By 2020 more than 20,000 men and women will be working aboard these orbiting Islands, and 10 million more high-paid specialists will be supporting them on Earth. That 20,000 number will double each following decade. Some people will work for traditional companies making very untraditional products to improve the life of those below. Some will be entrepreneurs, and some will simply be adventurers who won't have to stay near the Earth at all. SIG's larger stations will grow their own food, recycle their air and water, and have their own onboard engines and guidance systems. Water mined from asteroids by "Space Island" will be converted into hydrogen and oxygen rocket fuel by sun-powered converters, letting these Islands travel throughout the inner solar system. Metals mined from asteroids will let the stations grow without bringing materials up from Earth.
What will Space Islanders find on these asteroids and on the planets they visit? Will they find life where its now least expected? Will they find remnants of past visitors? What incredible structures will they build in space, freed from the gravity chains of Earth? What will humans and other living things look like after a generation or two of partial gravity on the Islands, or on the Lunar or Mars colonies that these mobile Islands will make possible?

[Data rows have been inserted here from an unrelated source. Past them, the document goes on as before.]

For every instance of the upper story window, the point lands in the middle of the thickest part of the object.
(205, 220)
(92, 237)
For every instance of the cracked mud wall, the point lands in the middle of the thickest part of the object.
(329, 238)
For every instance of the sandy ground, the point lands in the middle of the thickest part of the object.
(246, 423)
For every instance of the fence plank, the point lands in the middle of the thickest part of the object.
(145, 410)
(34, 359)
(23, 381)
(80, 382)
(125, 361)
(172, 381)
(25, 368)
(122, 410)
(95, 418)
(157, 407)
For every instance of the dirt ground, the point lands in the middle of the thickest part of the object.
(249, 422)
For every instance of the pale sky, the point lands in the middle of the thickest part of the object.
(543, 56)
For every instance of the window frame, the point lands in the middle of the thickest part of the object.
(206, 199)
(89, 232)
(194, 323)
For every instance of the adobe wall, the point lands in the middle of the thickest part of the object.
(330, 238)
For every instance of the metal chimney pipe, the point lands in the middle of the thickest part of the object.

These are the questions that hundreds of millions of Earth's youngsters will ask every night as they watch Space Islands pass overhead. From its first launches early in the next decade, SIG will seek out crew members from every culture, every nationality, every economic background and every religion on Earth. Their names and life stories will become as familiar around the world as those of today's great athletes and rock stars. SIG will focus these young thoughts, on the unlimited excitement their future holds, rather than on the anger many of them feel for their past.
Arthur C. Clarke. who wrote the screenplay for the 1968 film '2001: A Space Odyssey" and who is one of SIG's strongest supporters, once said that humans trying to figure out what life will be like as we move into space on a grand scale is like intelligent fish trying to figure our what life would be like when they moved onto land. They'd get some things right, but they'd never imagine something like fire.
The companies and individuals involved with the Space Island Group are the ones who will bring these "space fires", and all their unimaginable benefits, to Mankind.